Aeolus-2 sarà il successore del primo satellite per l'osservazione dei venti Aeolus, anch'esso realizzato da Airbus e lanciato nel 2018. Questo satellite ha fornito, per la prima volta nella storia, profili verticali dei venti ad alta risoluzione dallo spazio, consentendo un miglioramento del 4% nelle previsioni meteorologiche numeriche e aumentando significativamente l'accuratezza dei modelli globali di previsione del tempo, con benefici concreti per gli stakeholder europei e per la società.
I dati raccolti da Aeolus, operativo in orbita fino al 2023, hanno migliorato sensibilmente l'accuratezza dei modelli meteorologici globali e fornito informazioni fondamentali per comprendere la circolazione atmosferica e i cambiamenti climatici a lungo termine.
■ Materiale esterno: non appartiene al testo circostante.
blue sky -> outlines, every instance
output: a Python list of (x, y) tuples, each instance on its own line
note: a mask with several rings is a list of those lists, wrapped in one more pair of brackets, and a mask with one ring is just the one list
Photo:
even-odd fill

Anche Aeolus-2 sarà dotato di un innovativo lidar Doppler per la misura del vento, basato su laser ultravioletti, che effettuerà scansioni dall'atmosfera fino a circa 30 km di quota, eseguendo misurazioni ogni 0,01 secondi e coprendo l'intero pianeta ogni sette giorni. Il satellite disporrà inoltre di un rivelatore aggiuntivo dedicato alla misura degli aerosol presenti nell'atmosfera.
Il primo satellite Aeolus ha contribuito a migliorare la conoscenza degli uragani e del trasporto delle ceneri vulcaniche negli strati più alti dell'atmosfera. Ha inoltre aumentato la disponibilità di dati nelle regioni polari e all'equatore, riducendo di oltre il 4% l'errore medio tra le previsioni meteorologiche e le osservazioni.
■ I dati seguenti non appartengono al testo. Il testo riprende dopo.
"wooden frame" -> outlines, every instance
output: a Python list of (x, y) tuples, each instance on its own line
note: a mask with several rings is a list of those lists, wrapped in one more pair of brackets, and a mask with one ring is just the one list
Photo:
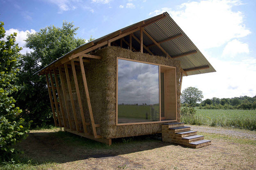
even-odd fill
[[(160, 72), (159, 71), (159, 114), (160, 114), (160, 118), (159, 118), (159, 121), (153, 121), (153, 122), (135, 122), (135, 123), (118, 123), (118, 59), (122, 59), (124, 60), (130, 61), (135, 61), (139, 63), (144, 63), (146, 64), (152, 64), (155, 66), (159, 66), (159, 71), (160, 71), (160, 67), (162, 66), (162, 67), (164, 67), (165, 68), (168, 68), (170, 69), (175, 69), (175, 102), (176, 102), (176, 119), (175, 120), (164, 120), (161, 121), (161, 94), (160, 94)], [(120, 126), (120, 125), (139, 125), (139, 124), (149, 124), (149, 123), (161, 123), (161, 122), (174, 122), (177, 121), (177, 87), (176, 86), (176, 67), (163, 65), (162, 64), (159, 64), (155, 63), (152, 63), (148, 62), (145, 62), (142, 61), (141, 61), (133, 60), (131, 59), (126, 59), (121, 57), (117, 57), (117, 86), (116, 86), (116, 125), (117, 126)]]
Il funzionamento di Aeolus si basa sul fatto che la luce emessa dai suoi laser viene diffusa da minuscole particelle presenti nell'atmosfera, come polvere, cristalli di ghiaccio e goccioline d'acqua. La luce riflessa, raccolta dal telescopio di bordo, permette di determinare velocità e direzione del vento attraverso l'effetto Doppler.
Aeolus-2 è sviluppato dall'Agenzia Spaziale Europea (ESA) in collaborazione con EUMETSAT (Organizzazione Europea per l'Esercizio dei Satelliti Meteorologici) e fornirà dati preziosi ai principali centri meteorologici europei, tra cui il Met Office del Regno Unito e il Centro Europeo per le Previsioni Meteorologiche a Medio Termine (ECMWF).
Il satellite orbiterà attorno alla Terra 15 volte al giorno e renderà disponibili i dati agli utenti entro 120 minuti dalla più vecchia misurazione effettuata in ciascuna orbita. Opererà su un'orbita a 450 km di altitudine e avrà una vita operativa prevista di 5,5 anni.